Выбрать главу

Идея эта была встречена в штыки многими — ив первую очередь церковью, поскольку, как казалось, эволюционная теория может поставить под сомнение само существование Бога. В самом деле, официальная теология признает лишь пять доказательств бытия Божьего. Шестое доказательство, сконструированное Иммануилом Кантом, церковная наука отвергла (как правильно предупреждал философа за завтраком булгаковский Воланд: «Над вами смеяться будут»). Разобраться в этих теологических и философских доказательствах трудно; но есть еще один простой довод, очевидный для каждого. Легко заключить, что окружающая нас живая природа представляет собой настолько сложную систему, что сама ее сложность служит иллюстрацией или даже доказательством Божественного умысла. Ведь и вправду трудно поверить, чтобы все эти тычинки, пестики, когти, крылья, жабры и прочие тысячи органов растений и животных образовались, а главное, функционировали согласованно самопроизвольно, а не по точному плану, составленному Создателем.

Надо сказать, что сторонники креационизма (от английского creation — «создание») до сих пор активно борются с приверженцами эволюционной теории, причем иногда — с помощью государственной юридической системы. В начале двадцатых годов прошлого века в американском штате Теннесси был принят закон, запрещающий преподавать дарвинизм в школах, финансируемых штатом. Тамошние борцы за свободу слова (на эволюцию им было наплевать) уговорили учителя Джона Скоупса нарушить этот закон, а местного прокурора — подать на него в суд. Учитель был приговорен к штрафу в сто долларов, и суд над Скоупсом в городе Дейтоне в 1925-1926 годах стал всемирно известен как «обезьяний процесс». Впоследствии Верховный суд штата отменил приговор, придравшись к мелочи: штраф не был утвержден присяжными, а был назначен судьей, который не имел права назначать штрафы свыше пятидесяти долларов.

Самое смешное, впрочем, то, что Дарвин, будучи человеком глубоко верующим, никогда не утверждал, что биологические виды возникли сами по себе. Он говорил о переходах из одного вида в другой, но не о том, что (или Кто) был причиной их первоначального возникновения. Ведь, изучая природу, живую или неживую, наука не задает вопрос «почему» — она спрашивает лишь, «как это устроено».

Живая природа постоянно изменяется, и, по Дарвину, полезность каждого следующего изменения проверяется строжайшим контролем естественного отбора. Уже по одному лишь термину «отбор» можно предполагать, что процесс эволюции носит направленный характер, имеет какие-то заранее определенные цели. Однако это положение, к которому склонялись многие основатели эволюционной теории, до сих пор не удалось подтвердить: очень трудно определить признак, по которому один вид можно поставить выше другого на эволюционной лестнице. Человек — царь природы, потому что он обладает интеллектом, связанным с физиологическими функциями головного мозга; но мозг слона по весу, объему и площади своей коры далеко превосходит мозг человека. Самый успешно выживающий биологический вид должен вроде бы накопить наибольшее количество биомассы на единицу площади Земли; и такой вид есть — земляные черви. Наконец, возможность ядерной войны заставляет подумать о том, какой из знакомых нам организмов больше других устойчив к радиации: оказывается, это тараканы. А поскольку будущее непредсказуемо — по крайней мере для нас, не для Господа, — заранее неизвестно, какие свойства, приобретенные в ходе эволюции, будут особенно полезными в дальнейшем.

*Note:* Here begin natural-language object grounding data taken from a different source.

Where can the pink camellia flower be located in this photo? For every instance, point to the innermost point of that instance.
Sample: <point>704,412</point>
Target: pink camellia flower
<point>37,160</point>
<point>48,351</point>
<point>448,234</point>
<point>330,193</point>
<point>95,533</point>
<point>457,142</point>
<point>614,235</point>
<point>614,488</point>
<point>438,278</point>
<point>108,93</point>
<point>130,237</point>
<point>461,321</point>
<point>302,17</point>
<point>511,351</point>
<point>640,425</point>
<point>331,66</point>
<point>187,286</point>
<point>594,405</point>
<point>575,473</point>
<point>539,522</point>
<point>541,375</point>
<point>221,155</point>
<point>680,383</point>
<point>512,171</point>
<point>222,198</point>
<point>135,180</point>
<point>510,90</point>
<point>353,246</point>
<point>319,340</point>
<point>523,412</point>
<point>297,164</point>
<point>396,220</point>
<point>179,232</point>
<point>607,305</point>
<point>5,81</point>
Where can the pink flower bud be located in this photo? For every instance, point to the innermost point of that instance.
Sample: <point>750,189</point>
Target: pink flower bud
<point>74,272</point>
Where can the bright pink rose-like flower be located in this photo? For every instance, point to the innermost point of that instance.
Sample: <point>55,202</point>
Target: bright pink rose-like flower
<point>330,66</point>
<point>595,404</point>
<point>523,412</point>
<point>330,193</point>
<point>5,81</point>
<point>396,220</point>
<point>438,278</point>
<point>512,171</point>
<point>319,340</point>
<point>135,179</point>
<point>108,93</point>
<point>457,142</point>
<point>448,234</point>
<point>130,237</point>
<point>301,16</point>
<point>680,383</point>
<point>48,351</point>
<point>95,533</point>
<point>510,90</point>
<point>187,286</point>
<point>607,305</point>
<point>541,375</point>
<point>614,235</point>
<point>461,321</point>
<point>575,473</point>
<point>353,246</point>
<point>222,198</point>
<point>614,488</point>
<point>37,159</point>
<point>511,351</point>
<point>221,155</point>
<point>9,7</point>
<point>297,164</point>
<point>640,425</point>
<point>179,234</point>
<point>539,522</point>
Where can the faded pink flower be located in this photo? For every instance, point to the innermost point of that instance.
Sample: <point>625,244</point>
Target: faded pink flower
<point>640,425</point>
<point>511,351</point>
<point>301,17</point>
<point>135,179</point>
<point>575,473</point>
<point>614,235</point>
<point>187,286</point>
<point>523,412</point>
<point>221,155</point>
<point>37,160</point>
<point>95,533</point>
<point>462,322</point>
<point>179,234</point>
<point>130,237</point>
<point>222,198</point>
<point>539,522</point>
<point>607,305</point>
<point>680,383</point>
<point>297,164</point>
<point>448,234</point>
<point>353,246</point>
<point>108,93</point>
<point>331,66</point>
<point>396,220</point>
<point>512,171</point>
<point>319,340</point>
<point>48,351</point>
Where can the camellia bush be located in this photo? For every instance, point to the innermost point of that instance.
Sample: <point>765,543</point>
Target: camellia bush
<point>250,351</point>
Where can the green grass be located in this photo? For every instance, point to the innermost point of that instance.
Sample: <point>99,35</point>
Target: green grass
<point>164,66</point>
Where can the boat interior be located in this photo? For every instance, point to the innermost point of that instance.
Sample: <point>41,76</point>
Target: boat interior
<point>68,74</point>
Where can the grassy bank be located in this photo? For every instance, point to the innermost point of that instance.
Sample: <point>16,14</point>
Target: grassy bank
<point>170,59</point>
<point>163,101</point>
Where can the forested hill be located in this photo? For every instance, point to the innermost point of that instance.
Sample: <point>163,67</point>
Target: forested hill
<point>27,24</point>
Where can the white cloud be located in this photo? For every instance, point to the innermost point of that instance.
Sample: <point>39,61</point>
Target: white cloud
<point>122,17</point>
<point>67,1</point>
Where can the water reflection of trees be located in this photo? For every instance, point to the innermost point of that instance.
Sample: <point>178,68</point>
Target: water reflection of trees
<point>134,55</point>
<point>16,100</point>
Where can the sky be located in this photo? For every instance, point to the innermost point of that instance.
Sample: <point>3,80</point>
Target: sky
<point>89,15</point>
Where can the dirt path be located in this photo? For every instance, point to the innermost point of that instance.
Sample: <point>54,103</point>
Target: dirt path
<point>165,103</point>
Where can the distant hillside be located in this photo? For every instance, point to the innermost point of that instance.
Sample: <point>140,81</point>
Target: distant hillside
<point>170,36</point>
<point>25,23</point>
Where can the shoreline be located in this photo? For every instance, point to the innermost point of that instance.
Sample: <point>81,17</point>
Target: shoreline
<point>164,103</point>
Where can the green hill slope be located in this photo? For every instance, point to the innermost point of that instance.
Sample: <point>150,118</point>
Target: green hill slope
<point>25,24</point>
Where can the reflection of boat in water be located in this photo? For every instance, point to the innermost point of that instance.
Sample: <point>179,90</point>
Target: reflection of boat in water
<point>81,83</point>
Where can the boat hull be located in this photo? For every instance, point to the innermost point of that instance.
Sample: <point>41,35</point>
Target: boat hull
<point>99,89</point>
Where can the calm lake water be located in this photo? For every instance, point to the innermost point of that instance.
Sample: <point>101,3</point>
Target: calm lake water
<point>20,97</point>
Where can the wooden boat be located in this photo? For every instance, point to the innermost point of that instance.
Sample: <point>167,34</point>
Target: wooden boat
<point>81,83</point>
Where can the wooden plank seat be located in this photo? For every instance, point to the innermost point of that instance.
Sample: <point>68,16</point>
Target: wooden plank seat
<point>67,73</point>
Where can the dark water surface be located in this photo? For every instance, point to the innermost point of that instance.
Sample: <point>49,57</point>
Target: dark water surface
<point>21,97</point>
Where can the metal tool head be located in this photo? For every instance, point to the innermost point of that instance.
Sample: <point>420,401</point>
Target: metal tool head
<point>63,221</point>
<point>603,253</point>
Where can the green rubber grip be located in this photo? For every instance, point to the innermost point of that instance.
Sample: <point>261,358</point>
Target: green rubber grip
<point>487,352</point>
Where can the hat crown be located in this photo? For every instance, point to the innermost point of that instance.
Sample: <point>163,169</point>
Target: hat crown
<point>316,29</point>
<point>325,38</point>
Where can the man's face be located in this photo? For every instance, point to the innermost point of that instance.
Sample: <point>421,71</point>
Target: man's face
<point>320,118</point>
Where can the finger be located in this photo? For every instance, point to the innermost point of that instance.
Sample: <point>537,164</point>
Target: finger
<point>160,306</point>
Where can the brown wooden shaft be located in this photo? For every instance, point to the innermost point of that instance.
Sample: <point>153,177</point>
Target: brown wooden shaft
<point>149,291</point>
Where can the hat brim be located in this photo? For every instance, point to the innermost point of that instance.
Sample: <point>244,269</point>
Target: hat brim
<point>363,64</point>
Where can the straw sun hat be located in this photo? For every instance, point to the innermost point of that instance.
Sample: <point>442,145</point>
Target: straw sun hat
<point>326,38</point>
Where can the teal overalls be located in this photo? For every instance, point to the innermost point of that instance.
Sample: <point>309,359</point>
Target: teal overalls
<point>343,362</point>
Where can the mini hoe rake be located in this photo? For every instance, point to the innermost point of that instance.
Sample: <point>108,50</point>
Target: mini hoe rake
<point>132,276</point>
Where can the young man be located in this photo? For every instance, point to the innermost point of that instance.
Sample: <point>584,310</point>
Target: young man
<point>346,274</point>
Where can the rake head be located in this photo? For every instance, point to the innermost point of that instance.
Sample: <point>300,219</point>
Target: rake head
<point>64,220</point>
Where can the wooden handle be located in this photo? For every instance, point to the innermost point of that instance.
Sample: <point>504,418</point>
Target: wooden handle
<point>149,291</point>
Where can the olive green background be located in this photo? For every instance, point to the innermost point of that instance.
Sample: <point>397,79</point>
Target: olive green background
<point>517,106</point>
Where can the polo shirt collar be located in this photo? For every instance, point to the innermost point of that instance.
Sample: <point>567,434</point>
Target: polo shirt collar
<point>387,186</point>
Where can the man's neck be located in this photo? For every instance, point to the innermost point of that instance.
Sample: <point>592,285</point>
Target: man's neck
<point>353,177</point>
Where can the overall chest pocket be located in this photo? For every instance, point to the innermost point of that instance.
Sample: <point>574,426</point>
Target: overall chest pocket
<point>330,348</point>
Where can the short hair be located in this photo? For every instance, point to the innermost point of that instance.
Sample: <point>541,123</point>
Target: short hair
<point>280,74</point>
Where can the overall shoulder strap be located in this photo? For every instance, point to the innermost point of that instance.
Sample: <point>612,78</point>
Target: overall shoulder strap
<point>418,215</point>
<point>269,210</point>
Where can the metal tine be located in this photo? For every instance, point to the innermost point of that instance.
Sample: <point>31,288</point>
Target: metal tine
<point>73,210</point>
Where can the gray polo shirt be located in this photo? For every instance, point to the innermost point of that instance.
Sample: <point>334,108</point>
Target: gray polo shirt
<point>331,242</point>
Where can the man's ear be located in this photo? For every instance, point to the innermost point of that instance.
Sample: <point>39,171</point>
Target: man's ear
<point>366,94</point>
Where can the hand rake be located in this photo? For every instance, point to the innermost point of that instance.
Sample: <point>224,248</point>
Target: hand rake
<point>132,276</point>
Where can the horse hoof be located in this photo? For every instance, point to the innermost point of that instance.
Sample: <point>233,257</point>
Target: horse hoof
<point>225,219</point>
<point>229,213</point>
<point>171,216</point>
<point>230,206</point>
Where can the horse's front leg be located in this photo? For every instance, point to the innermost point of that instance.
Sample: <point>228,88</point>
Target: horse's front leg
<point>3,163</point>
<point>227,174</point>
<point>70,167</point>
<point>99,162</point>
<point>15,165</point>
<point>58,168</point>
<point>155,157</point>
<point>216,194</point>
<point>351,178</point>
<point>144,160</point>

Случайный характер эволюции, в свою очередь, тесно связан с механизмом, за счет которого она осуществляется. Его детали стали известны сравнительно недавно, хотя первые догадки появились еще при жизни Дарвина и название новой науки — «генетика» — впервые прозвучало уже тогда. С возникновением этой науки тесно связано имя Грегора Менделя, которого наша родная советская печать сначала именовала «австрийским монахом-реакционером», а потом «чешским исследователем» (тоже пример своеобразной эволюции). В старинных стенах монастыря в городе Брно стоит скромный памятник Менделю, а рядом — заботливо восстанавливаемые грядки горошка. Именно при изучении этого растения никому не известный тогда монах открыл первые количественные законы наследования признаков от поколения к поколению. Затем немец Август Вейсман и американец Томас Морган обосновали представление об особом наследственном веществе, устойчивость которого на протяжении веков эволюции и дает возможность сохраниться тому или иному признаку. А вслед за ними в тридцатые-сороковые годы прошлого столетия генетикой всерьез занялись многие ученые во всем мире. В том числе и в СССР — до тех пор, пока в 1948 году сессия Всесоюзной академии сельскохозяйственных наук (ВАСХНИЛ) не разгромила отечественную генетику как идеологически вредную прихлебательницу закордонного «менделизма-вейсманизма-морганизма».